The objective of this introductory chapter is two-fold, namely, to provide (i) an overview of the data science and decision science, (ii) recent advances and DSS applications with an emphasis on machine learning and artificial intelligence (ML-AI), and (iii) overview and understanding of recent DDS applications. The remaining of this chapter is organized as follows:

  • Section 2 provides an overview of data science and decision science.

  • Section 3 discusses the differences between data science and decision science and recent advances in DDS.

  • Section 4 concludes the chapter with final remarks on the DDS trends.

Advertisement

2. Overview data science, and decision science

2.1 Data science

Data science is a relatively new and emerging field of research for many mathematicians, statisticians, scientists, and engineers in the world. It has been derived from data mining along with statistical analysis. It is defined in Cambridge Dictionary as “the use of scientific methods to obtain useful information from computer data, especially large amounts of data [1]”. In a more technical detail definition in Dictionary.com, it is defined as a field that “deals with advanced data analytics and modeling, using mathematics, statistics, programming, and machine learning to extract valuable, often predictive information from large data sets [2]”. Practically, IBM defines data science as a science field, which combines mathematics and statistics, specialized programming languages, advanced data analytics, artificial intelligence (AI), and machine learning (ML) with specific subject matter expertise to uncover actionable insights hidden in an organization’s data. These insights can be used to guide decision-making and strategic planning [3]. A data science life cycle used by the industry is captured on the home page of the University of California in Berkley, School of Information [4]. The data science life cycle includes five stages, namely, (i) Stage 1 – data capture stage: data acquisition, data entry, signal reception, and data extraction; (ii) Stage 2 – data maintenance stage: data warehousing, data cleansing, data staging, data processing, data architecture; (iii) Stage 3: data mining processing stage: data mining, clustering/classification, data modeling, data summarization; (iv) Stage 4 – data analysis stage: exploratory/confirmatory, predictive analysis, regression, text mining, qualitative analysis; and (v) Stage 5 – communication stage: data reporting, data visualization, business intelligence, decision making. In the context of this book, this Subsection 2.1 focuses on IBM’s definition and data processing and analysis stages of the data science life cycle, including data mining, machine learning and artificial intelligence (ML-AI) using neural networks and deep learning, statistical learning, and Bayesian statistics.

2.1.1 Data mining

Big data analytics (BDA) is defined as the process of exploiting and extracting meaningful information from a large and complex collection of data1. Data mining is one of the key required functions in the BDA process. It’s well-known that the BDA process is part of the data science1 life cycle, including five data processing stages. As pointed out earlier, the data processing Stage 3 is the data mining processing (DMP) to discover data patterns from a large collection of data [5, 6, 7, 8]. Figure 1 illustrates the DMP characteristics, including the types of data that can be mined and analyzed, the kinds of data mining patterns, data mining techniques, and applications.

Figure 1.

Data mining processing (DMP) characteristics.

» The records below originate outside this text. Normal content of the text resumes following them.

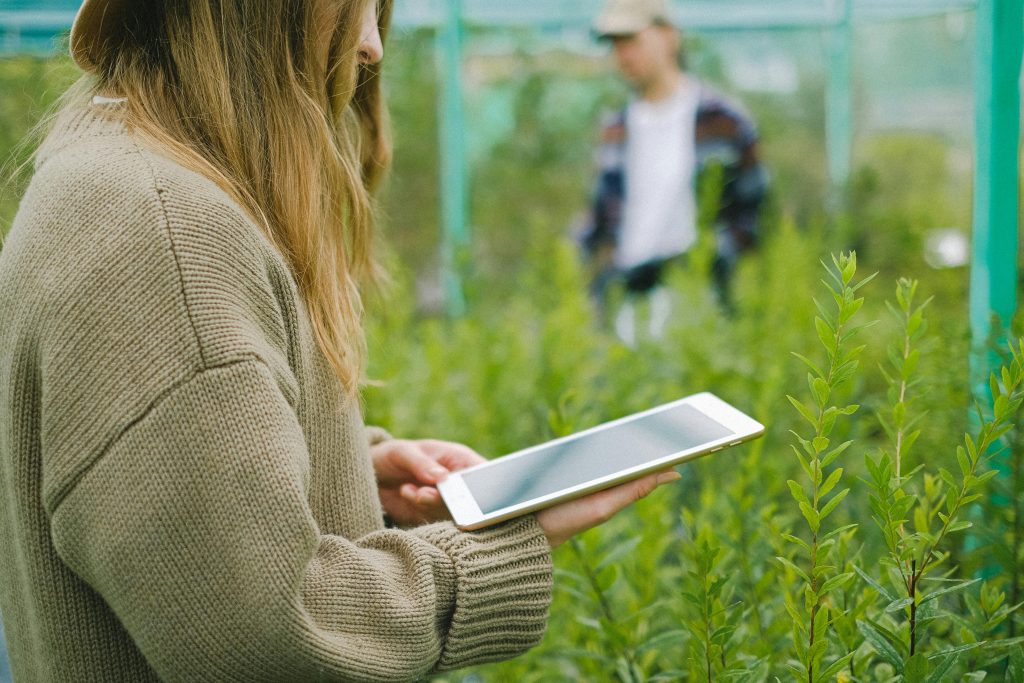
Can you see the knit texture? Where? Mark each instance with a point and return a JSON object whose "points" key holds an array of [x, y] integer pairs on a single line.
{"points": [[186, 493]]}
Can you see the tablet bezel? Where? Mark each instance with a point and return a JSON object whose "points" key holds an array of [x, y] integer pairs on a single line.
{"points": [[467, 514]]}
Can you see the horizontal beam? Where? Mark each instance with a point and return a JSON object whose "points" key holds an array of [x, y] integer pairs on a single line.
{"points": [[695, 15]]}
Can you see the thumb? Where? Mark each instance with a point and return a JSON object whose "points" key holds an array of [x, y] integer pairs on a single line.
{"points": [[425, 469]]}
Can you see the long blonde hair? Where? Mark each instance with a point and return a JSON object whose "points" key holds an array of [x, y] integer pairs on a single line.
{"points": [[250, 95]]}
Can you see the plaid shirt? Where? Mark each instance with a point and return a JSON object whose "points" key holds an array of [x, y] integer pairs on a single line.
{"points": [[725, 135]]}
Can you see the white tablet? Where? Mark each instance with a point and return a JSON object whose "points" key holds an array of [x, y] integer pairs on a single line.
{"points": [[595, 459]]}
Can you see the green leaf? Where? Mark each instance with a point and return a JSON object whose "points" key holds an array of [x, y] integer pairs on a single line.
{"points": [[825, 335], [800, 542], [830, 482], [828, 458], [798, 493], [800, 572], [812, 516], [938, 674], [810, 365], [946, 591], [803, 410], [821, 390], [836, 582], [897, 605], [960, 649], [916, 669], [830, 505], [876, 585], [836, 667]]}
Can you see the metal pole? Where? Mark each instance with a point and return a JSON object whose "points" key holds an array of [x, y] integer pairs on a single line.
{"points": [[994, 240], [839, 109], [455, 241], [993, 268]]}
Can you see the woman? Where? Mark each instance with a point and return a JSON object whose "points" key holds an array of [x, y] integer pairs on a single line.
{"points": [[189, 492]]}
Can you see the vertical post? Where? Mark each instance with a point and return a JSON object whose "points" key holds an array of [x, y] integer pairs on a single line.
{"points": [[993, 266], [839, 102], [453, 162], [994, 239]]}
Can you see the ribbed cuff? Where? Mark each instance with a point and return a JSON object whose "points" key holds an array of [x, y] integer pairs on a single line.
{"points": [[376, 435], [503, 590]]}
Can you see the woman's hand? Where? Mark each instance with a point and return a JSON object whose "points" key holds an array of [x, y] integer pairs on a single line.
{"points": [[564, 520], [408, 472]]}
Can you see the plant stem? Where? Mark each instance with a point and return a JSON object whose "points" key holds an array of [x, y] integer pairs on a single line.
{"points": [[1015, 580], [913, 606], [602, 601]]}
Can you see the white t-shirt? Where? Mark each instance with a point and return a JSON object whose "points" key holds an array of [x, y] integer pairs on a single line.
{"points": [[659, 215]]}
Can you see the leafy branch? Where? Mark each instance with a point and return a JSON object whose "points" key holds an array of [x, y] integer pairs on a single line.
{"points": [[815, 455], [914, 555]]}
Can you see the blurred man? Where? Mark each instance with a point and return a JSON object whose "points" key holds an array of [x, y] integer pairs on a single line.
{"points": [[652, 152]]}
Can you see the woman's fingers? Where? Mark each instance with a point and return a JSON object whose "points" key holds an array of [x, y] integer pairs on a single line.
{"points": [[421, 496]]}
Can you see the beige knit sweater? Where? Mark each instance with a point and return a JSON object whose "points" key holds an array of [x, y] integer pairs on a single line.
{"points": [[184, 495]]}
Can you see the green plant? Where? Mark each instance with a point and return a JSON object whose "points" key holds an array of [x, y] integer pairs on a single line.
{"points": [[815, 455], [915, 521]]}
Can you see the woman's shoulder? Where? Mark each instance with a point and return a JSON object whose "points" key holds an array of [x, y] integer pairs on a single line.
{"points": [[90, 168], [109, 219]]}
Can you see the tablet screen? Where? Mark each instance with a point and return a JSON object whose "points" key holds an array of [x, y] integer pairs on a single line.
{"points": [[591, 457]]}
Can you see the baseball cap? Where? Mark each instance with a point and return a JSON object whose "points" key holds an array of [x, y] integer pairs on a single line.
{"points": [[625, 17], [95, 20]]}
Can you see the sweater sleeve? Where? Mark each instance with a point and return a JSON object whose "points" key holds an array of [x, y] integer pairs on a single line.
{"points": [[195, 528]]}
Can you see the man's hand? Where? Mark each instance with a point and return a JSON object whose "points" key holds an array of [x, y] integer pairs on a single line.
{"points": [[408, 472]]}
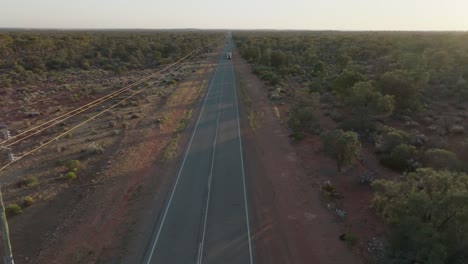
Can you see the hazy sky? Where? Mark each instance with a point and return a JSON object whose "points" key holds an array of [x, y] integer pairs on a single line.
{"points": [[240, 14]]}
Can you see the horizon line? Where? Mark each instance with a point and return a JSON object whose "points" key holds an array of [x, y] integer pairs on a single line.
{"points": [[227, 29]]}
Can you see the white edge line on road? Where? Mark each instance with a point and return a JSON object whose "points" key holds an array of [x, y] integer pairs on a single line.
{"points": [[183, 163], [242, 164], [210, 178]]}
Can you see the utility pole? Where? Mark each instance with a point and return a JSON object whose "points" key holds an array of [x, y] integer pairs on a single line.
{"points": [[5, 233]]}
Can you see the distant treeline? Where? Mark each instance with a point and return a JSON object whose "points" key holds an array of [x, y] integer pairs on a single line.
{"points": [[430, 61], [24, 56]]}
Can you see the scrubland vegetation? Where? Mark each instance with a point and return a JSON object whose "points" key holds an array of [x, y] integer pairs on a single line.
{"points": [[402, 95], [26, 57]]}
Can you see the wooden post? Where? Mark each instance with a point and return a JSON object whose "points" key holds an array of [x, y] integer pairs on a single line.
{"points": [[5, 233]]}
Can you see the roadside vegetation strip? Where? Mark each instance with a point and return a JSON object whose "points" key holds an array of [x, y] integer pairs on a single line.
{"points": [[403, 95], [252, 115], [68, 115], [246, 207], [82, 123], [154, 243]]}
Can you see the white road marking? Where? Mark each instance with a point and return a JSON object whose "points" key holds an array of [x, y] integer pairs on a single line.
{"points": [[182, 166], [210, 178], [242, 164]]}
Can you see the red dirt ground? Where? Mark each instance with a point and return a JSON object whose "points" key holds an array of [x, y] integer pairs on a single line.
{"points": [[99, 228], [291, 224]]}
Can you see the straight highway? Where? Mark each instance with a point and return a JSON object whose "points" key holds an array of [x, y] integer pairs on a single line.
{"points": [[206, 216]]}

As shown in Figure 1, DMP can be performed on various types of data such as (i) data from databases collected past and current banking data or experimental data from a complex satellite system; (ii) data from data warehouses, e.g., Amazon data warehouse contained mass data from Amazon business transactions collected from multiple sources and stored in a unified schema; (iii) actual daily real-time transaction data from the banks, e.g., credit approvals, check approvals, payment approvals, etc.; and (iv) other type of data includes but not limited to data collected from information technology (IT) system, data collected from health care and medical sciences, data collected from military defense systems such as images, video data streams, etc. For the kinds of data mining patterns, one of the key components of the data mining patterns is the characterization and discrimination of the features of a target class of data objects against the other features of objects from one or multiple contrasting target classes. After characterization and discrimination processing, the data is analyzed for frequent patterns using association and statistical correlation analyses. An example of the frequent pattern analysis is to study the behavior of the computer consumers in terms of how often and the types of the computer they buy, the software they buy, and the buyers’ profession and their income ranges.

Within the context of this chapter, the following subsections will discuss ML-AI and statistical methods of interest to the data mining techniques as shown in Figure 1.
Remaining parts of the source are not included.